Paris has long been very famous on the subject of structures; the Eiffel Tower, the Notre Dame, and many other magnificent monuments and museums. But these are not the only things that made Paris known to the whole world. The Paris cheese and wine are among the products that those who come and visit Paris most likely have to have bought these to bring home.
The wine and cheese have to be in the table every meal. The cooking might be getting a little lighter in Paris restaurants, but the French are not ready to give up their cheese. Almost all of the restaurants in Paris, no matter how unassuming or haute, take pride in their odorous offerings. There are some having just a single, lovingly, selected slice, while others bring out a trolley of variety matured on the premises. These maybe labeled but mostly the cheese waiter will name and describe them. The cheese always comes after the main course and before or instead of a desert.
There are more than 300 sorts of cheese in France. Those who incorporate French cheese to the plastic wrapped packages in the supermarkets have surely never been in a real French Fromagerie. The best ones use only raw milk as the base material and the cheese is thoroughly matured; cheeses like the ones that smell and float. The cheese merchant is usually the one who does the processing of cheese. I just hope he won’t smell like cheese after all the cheeses he made. The merchants buy the chosen kind of peasants of all over France and leave the dignified “smelly” in his own cellars until it meets the standards of quality of the merchant.

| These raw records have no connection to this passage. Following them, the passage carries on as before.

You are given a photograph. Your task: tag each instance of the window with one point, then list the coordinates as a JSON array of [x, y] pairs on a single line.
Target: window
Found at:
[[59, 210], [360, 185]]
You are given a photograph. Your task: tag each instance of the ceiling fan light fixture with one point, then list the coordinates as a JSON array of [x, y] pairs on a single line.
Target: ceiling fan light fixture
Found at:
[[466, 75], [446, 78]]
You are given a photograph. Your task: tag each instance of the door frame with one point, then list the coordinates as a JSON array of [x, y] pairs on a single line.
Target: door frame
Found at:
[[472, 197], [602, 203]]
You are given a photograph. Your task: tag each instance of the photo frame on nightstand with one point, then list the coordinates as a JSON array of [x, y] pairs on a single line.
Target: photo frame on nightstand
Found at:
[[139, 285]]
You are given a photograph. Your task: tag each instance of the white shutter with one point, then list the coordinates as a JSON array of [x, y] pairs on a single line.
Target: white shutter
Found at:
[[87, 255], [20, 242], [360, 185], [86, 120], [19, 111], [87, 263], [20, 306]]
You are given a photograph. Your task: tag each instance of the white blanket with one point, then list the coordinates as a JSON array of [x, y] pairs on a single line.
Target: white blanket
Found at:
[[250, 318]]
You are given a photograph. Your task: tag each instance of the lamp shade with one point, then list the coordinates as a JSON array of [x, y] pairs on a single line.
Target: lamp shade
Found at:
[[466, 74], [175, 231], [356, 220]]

Here are some of the Paris cheese shops that you should know about as they have one of the best Paris cheese.
Androuet has three shops and you will find dome special cheeses here that you will not find elsewhere.
Barthelemy is where neighborhood residents and celebrities shop. Some of the popular cheeses available here are Camembert, Brie, Fontainebleau, and many more.
Marie-Ann Cantin is a pretty little boutique which features perfectly aged selection, many of which appear on the tables of Paris’s finest restaurants. The owners are passionate about cheese, and give great care to the aging rooms located below their shop. In the cow’s milk cellar, the floor is covered with pebbles that are watered down regularly to maintain a proper humidity to be able for the cheese to age on straw.
These are just some of the Paris cheese shops which are very known that not only Parisians know but visitors as well.